My MARC project is officially complete! I'm very happy with the results I got - I found some interesting correlations between house structure and increased mosquito entry rates, as well as a correlation between poverty and increased mosquito entry rates. My final paper is complete and I gave my final presentation yesterday! Unfortunately, the presentation was moved to Zoom because our school is experiencing an uptick in Covid cases at the moment. But even so, I was glad to be able to share my project, and the presentation went smoothly (aside from one of my methods slides being skipped). I'm sad to be done with my MARC project, but I've learned so much over the last two years! Teaching myself to use R has been both challenging and rewarding. I've learned so much about the scientific process and the research community, and I'm so excited to see how I use the skills I learned in MARC in the future!
Today is the first day of Senior Project. For the next three weeks, I have no classes and will instead be working only on finalizing my MARC project. My main priorities are to write the results and discussion sections of my paper and then finalize my manuscript; and complete my project presentation, to be given to the community in the last week of May. I am very excited to spend the next few working working exclusively on my MARC project, and am looking forward to having a completed paper by the end of the month!
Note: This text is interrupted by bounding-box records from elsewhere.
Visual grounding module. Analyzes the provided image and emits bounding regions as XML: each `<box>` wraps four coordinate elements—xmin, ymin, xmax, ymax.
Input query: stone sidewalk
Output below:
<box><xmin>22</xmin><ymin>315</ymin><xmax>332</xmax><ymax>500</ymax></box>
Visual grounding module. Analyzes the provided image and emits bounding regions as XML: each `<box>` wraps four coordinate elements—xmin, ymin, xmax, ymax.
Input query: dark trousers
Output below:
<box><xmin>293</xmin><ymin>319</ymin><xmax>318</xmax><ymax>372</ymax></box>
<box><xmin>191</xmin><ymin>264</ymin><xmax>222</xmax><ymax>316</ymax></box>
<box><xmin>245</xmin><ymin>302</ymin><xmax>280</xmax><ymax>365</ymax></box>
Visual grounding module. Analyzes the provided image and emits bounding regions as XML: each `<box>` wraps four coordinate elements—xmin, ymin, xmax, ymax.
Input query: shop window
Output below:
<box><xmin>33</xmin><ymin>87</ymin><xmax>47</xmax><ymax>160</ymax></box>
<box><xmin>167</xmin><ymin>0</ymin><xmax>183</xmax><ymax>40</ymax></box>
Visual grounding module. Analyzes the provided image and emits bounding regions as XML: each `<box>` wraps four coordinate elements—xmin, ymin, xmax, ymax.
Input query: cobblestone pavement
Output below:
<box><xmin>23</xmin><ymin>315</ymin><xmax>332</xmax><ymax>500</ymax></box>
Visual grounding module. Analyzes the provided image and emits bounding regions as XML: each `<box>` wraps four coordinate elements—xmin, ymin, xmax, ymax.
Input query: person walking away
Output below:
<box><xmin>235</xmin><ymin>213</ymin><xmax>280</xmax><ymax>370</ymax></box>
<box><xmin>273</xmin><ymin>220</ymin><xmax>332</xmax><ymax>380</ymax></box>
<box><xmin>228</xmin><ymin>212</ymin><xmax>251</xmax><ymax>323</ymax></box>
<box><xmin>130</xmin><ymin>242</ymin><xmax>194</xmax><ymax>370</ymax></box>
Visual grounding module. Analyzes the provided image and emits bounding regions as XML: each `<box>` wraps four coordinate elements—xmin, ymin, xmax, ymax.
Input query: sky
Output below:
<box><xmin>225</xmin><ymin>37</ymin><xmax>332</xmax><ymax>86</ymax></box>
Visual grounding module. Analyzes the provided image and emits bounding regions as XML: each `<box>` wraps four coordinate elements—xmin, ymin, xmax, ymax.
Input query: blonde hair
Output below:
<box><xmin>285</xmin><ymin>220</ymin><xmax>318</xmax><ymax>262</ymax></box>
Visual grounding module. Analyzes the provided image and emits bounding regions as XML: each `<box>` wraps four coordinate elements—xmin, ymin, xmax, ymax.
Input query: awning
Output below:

In the last month, I've spent a lot of time working on my introduction and methods sections of my final paper. At this point, I have full drafts of both of these sections, as well as peer edits and suggestions on both papers. In the next few weeks, I plan on beginning to incorporate these edits, especially after I get feedback from Amy. Spring break starts tomorrow, and while I will be out of town for some of it, I hope that I can continue working on my project. One of my priorities now is to ensure that I can display my results through figures and graphs in the results section in my paper and in my final MARC presentation. I also need to begin applying statistical significance tests to my data, as this is an extremely important aspect of presenting my results. Thus far, everything I'm doing with R is aligning with what I expected, so hopefully that will continue to be the case.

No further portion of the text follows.